Ma se la rincorsa di Renzi si presenta piena di incognite, si evidenziano alcune certezze. Che riguardano, appunto, entrambi gli sfidanti e attengono al futuro politico e organizzativo del campo progressista. Il segretario, con un milione e quattrocento mila preferenze, si è indubbiamente rafforzato. Nel partito e in tutto il centrosinistra. Soprattutto si è emancipato da quel blocco che ha controllato il Partito democratico ora e i Ds prima. Quei voti sono suoi e non provengono da nessuna corrente o da nessun “grande vecchio”. Non deve la sua vittoria a qualche leader storico. Si tratta di una vera rivoluzione per una struttura che si è connotata in questi venti anni per il dualismo D’Alema-Veltroni. Quel 45% Bersani lo potrà  gestire in completa autonomia e senza forme di dipendenza. Questo successo gli permette di superare ogni precedente assetto. Una svolta vera e propria che si sta accompagnando con un’altra novità : un neonato patto generazionale. All’ombra del duello Bersani-Renzi, infatti, si è chiuso un accordo trasversale che mette insieme tutti – o quasi – i giovani del centrosinistra. Interessati in primo luogo ad un ricambio effettivo e a tutti i livelli. E del resto, il primo a beneficiare di questo mutamento è proprio Bersani: in occasione del voto delle primarie.
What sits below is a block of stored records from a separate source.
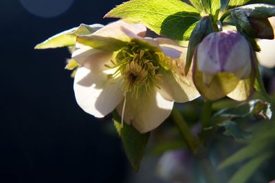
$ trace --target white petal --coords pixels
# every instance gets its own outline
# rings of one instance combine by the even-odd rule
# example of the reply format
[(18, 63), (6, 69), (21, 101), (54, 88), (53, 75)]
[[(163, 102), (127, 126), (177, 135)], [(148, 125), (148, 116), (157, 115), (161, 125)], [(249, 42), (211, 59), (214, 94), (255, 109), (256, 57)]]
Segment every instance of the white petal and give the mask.
[[(274, 30), (275, 31), (275, 30)], [(267, 68), (275, 67), (274, 47), (275, 39), (261, 39), (257, 41), (261, 47), (261, 52), (256, 52), (260, 64)]]
[(178, 58), (182, 55), (182, 52), (176, 49), (166, 46), (161, 47), (161, 48), (162, 52), (165, 54), (165, 55), (170, 58)]
[(120, 82), (111, 83), (106, 74), (93, 73), (85, 67), (77, 70), (74, 89), (79, 106), (96, 118), (111, 112), (123, 98)]
[[(155, 89), (148, 94), (138, 96), (138, 98), (128, 94), (124, 121), (131, 124), (140, 133), (148, 132), (157, 127), (169, 116), (173, 103), (163, 98)], [(123, 101), (117, 107), (120, 116), (122, 108)]]
[(75, 59), (81, 66), (95, 72), (106, 69), (105, 64), (112, 65), (111, 60), (113, 58), (113, 52), (96, 50), (80, 45), (78, 44), (78, 46), (81, 48), (76, 50), (73, 52), (72, 58)]

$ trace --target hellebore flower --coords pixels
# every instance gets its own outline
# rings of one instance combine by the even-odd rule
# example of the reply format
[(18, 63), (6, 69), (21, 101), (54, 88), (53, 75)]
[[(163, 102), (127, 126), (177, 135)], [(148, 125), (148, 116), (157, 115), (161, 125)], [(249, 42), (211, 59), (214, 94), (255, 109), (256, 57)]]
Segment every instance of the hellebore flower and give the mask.
[(144, 37), (146, 30), (118, 21), (78, 36), (72, 54), (80, 65), (74, 88), (81, 108), (96, 118), (116, 109), (141, 133), (164, 121), (174, 101), (199, 96), (192, 74), (182, 73), (186, 49), (170, 39)]
[(245, 100), (254, 89), (254, 64), (252, 49), (241, 34), (233, 30), (213, 32), (196, 48), (194, 83), (206, 99), (228, 96)]
[[(275, 31), (275, 17), (269, 19)], [(275, 67), (274, 47), (275, 39), (272, 40), (259, 39), (257, 41), (261, 47), (261, 52), (256, 53), (257, 58), (260, 64), (267, 68)]]

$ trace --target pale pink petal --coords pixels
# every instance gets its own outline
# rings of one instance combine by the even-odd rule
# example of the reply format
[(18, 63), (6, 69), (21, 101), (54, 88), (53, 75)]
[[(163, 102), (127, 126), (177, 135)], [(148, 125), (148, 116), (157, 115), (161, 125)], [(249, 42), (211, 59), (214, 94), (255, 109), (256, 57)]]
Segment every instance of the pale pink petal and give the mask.
[[(140, 133), (146, 133), (157, 127), (170, 115), (173, 101), (165, 100), (155, 89), (138, 98), (127, 94), (124, 111), (124, 121), (133, 125)], [(121, 116), (123, 101), (117, 107)]]
[(74, 89), (79, 106), (96, 118), (111, 112), (123, 98), (120, 82), (113, 83), (104, 72), (79, 68), (74, 78)]
[(192, 81), (192, 72), (186, 76), (179, 73), (166, 72), (162, 74), (160, 94), (166, 100), (186, 103), (198, 98), (200, 94)]
[(274, 47), (275, 39), (260, 39), (257, 41), (261, 47), (261, 52), (256, 52), (260, 64), (267, 68), (275, 67)]

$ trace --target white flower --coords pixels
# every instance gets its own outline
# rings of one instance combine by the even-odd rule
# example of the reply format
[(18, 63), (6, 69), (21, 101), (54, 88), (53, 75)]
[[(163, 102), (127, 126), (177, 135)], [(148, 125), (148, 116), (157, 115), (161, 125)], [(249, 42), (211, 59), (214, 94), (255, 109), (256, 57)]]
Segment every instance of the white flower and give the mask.
[(206, 99), (245, 100), (254, 91), (254, 64), (252, 47), (240, 33), (212, 32), (196, 48), (194, 82)]
[(164, 122), (174, 101), (199, 96), (192, 72), (182, 73), (186, 48), (169, 39), (144, 37), (146, 30), (142, 24), (118, 21), (78, 37), (72, 54), (81, 65), (74, 85), (81, 108), (96, 118), (116, 109), (141, 133)]
[[(270, 18), (269, 20), (273, 26), (273, 31), (275, 31), (275, 17)], [(259, 39), (257, 43), (261, 47), (261, 52), (256, 53), (260, 64), (267, 68), (274, 67), (275, 39), (272, 40)]]

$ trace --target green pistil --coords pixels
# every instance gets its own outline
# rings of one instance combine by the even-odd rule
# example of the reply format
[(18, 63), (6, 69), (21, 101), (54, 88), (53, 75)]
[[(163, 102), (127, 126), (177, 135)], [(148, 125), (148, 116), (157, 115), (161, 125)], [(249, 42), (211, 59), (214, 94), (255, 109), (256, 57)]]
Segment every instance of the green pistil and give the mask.
[(138, 96), (140, 92), (160, 85), (159, 59), (154, 50), (142, 49), (135, 43), (129, 43), (118, 53), (116, 62), (113, 62), (117, 69), (110, 77), (121, 74), (122, 89)]

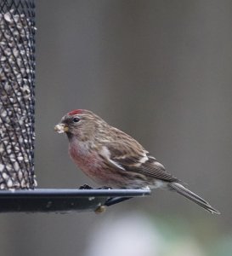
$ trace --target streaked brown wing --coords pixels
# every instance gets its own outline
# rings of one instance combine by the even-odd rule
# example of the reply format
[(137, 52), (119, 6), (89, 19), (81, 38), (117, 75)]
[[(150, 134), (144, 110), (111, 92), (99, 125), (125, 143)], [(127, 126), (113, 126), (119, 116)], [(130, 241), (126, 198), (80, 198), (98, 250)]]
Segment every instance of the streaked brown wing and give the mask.
[[(154, 157), (150, 156), (140, 144), (138, 143), (138, 145), (139, 147), (135, 148), (132, 147), (130, 143), (115, 142), (107, 144), (107, 148), (110, 152), (110, 159), (124, 168), (125, 171), (144, 174), (167, 182), (178, 181), (172, 174), (167, 172), (165, 167)], [(141, 162), (146, 156), (147, 160)]]

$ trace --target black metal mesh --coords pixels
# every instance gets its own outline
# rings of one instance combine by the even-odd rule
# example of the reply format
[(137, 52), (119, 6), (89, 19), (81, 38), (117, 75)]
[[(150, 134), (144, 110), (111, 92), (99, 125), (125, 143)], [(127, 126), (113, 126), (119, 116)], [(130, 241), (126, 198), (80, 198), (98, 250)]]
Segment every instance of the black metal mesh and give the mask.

Ma anche in futuro farà  valere il nuovo corso. basti pensare a quel che accadrà  al momento di stilare le candidature per il Parlamento. Il segretario – grazie allo scontro di questi giorni – sarà  meno pressato dai “big” del partito e avrà  la possibilità  di non fare concessioni gratuite a quegli esponenti che – resistendo – restano il simbolo di un’altra stagione.
In questo quadro il segretario del Pd non potrà  che accelerare da lunedì prossimo le sue tappe di avvicinamento proprio nei confronti di Renzi. Cercherà  di coinvolgerlo, di renderlo partecipe – nel rispetto dei risultati delle primarie – nella gestione del nuovo centrosinistra. Anche perché il sindaco di Firenze si trova – con le dovute proporzioni –nella stessa situazione di Bersani: ha raccolto un milione e centomila preferenze, non pochi. E si tratta anche in questo caso di voti suoi, non di altri. Un risultato che lo pone di fatto come seconda “architrave” del Partito democratico. Ma soprattutto nessuno può pensare che quel milione di elettori possano essere dispersi o trascurati nella corsa verso le elezioni politiche del prossimo marzo. Senza contare che in termini percentuali, in occasione del ballottaggio, il 45% di Bersani e il 36% di Renzi sono destinati a crescere. Formando di fatto il nuovo asse che piloterà  il centrosinistra nei prossimi anni. E sicuramente da qui alla formazione del prossimo governo.